Training Your Workforce on BAA Requirements
Your compliance team isn't the only group that needs to understand BAA contracts. Anyone involved in vendor procurement, contract management, or IT provisioning needs baseline knowledge of when a BAA is required and what it must contain.
I've seen breaches triggered by a well-meaning department manager who gave a new IT consultant remote access to a system containing ePHI — without looping in compliance or legal. No BAA. No risk assessment. Just a handshake and a login credential.
Building this awareness into your HIPAA workforce training program is one of the most effective risk reduction steps you can take. When staff across your organization understand the basics of business associate relationships, they become your early warning system instead of your weakest link.
What Should BAA Training Cover?
- How to identify when a vendor qualifies as a business associate
- The process for initiating a BAA before granting PHI access
- Red flags that suggest a current BAA may be outdated or inadequate
- How to report a suspected BAA gap to your compliance team
The HIPAA training catalog at HIPAACertify includes role-specific courses that address these exact scenarios — designed for the people who need practical guidance, not just legal theory.
Your BAA Contract Checklist for 2026
Here's a quick self-assessment. If you can't answer "yes" to every one of these, you have work to do:
- Do you maintain a current, centralized inventory of all business associate relationships?
- Does every business associate have a signed, up-to-date BAA contract on file?
- Have you reviewed each BAA within the past 12 months to confirm it reflects current services?
- Do your BAAs include breach notification timelines shorter than 60 days?
- Have you verified that business associates with subcontractors have downstream BAAs in place?
- Is your workforce trained to recognize when a new vendor relationship triggers the need for a BAA?
- Do you have a documented termination process that includes PHI return or destruction verification?
Every "no" on that list is an exposure point. And OCR doesn't grade on a curve.
Stop Treating the BAA Contract as a Formality
A BAA contract isn't a checkbox.
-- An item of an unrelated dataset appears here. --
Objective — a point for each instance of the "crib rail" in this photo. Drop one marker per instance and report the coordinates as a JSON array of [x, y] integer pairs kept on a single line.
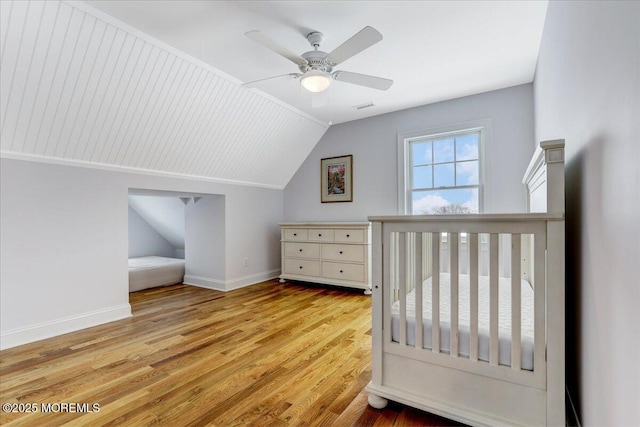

It's the legal and operational framework that determines who's responsible when something goes wrong with your patients' most sensitive data. I've watched organizations treat BAAs like HR paperwork — something to sign and file. Then a breach happens, and that neglected document becomes the centerpiece of an OCR investigation.
Get your inventory current. Review your agreements with fresh eyes. Train your people to spot gaps before they become incidents. And if you're not sure where your program stands, start with a comprehensive look at your HIPAA compliance training to make sure everyone from the C-suite to the front desk understands what's at stake.
Because by the time OCR comes asking for your BAA contracts, it's already too late to go looking for them.